Non si tratta solo di realizzare un migliore bilanciamento tra le esigenze di vita e di lavoro, si dovrà prestare la massima attenzione per comprendere le necessità che si vanno imponendo e piegare la realtà della produzione e dell’organizzazione del lavoro a queste realtà.
Al centro di ogni azione dovrà esserci la formazione. Le transizioni chiedono soprattutto la disponibilità di nuove e complesse competenze, che il sistema formativo non è attualmente in grado di fornire. Tutti gli esperti sono concordi nell’affermare che è indispensabile un progetto compiuto di formazione, mirato sulle esigenze delle imprese e sui desideri di realizzazione delle persone. Anche questa è un’impresa non facile da realizzare, perché la realtà è già fortemente deficitaria, il mismatch tra domanda e offerta di lavoro mostra lacune immense che non si riesce a colmare. Il concetto di impiegabilità stenta ad avere diritto di cittadinanza all’interno delle relazioni industriali, ma è questa la trasformazione ormai ineluttabile. Lo stesso per quanto si riferisce all’indispensabile iniezione di managerialità di cui le imprese hanno bisogno, della quale non tutti sono consapevoli, specie all’interno del mondo imprenditoriale.

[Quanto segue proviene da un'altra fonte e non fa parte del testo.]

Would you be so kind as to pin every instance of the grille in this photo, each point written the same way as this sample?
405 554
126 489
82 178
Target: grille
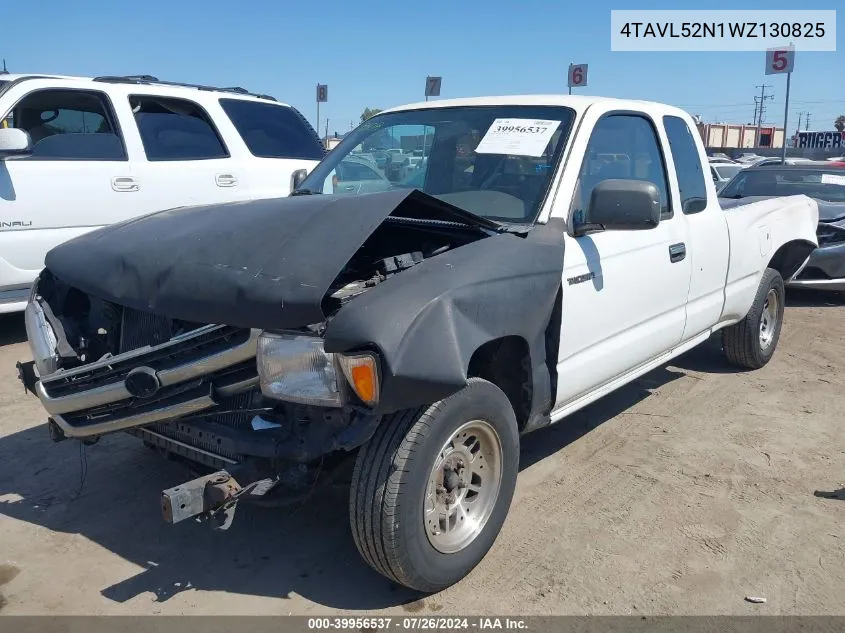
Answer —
211 341
139 329
168 396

Gli strumenti necessari per realizzare queste trasformazioni dovranno essere per lo più inventati ex novo. Qualcuno già c’è, come lo Statuto della persona che Enel e i sindacati di settore hanno messo a punto l’anno passato, ma anche il contratto di espansione partito dalle Tlc e poi approdato in altri settori. E ancora le diverse espressioni della bilateralità, che sta mostrando, in verità da anni, la sua profonda efficacia. Ma altri se ne devono aggiungere per formare quella cassetta degli attrezzi indispensabile per la gestione delle rinnovate relazioni industriali. Il cammino è lungo, forse non è nemmeno iniziato davvero.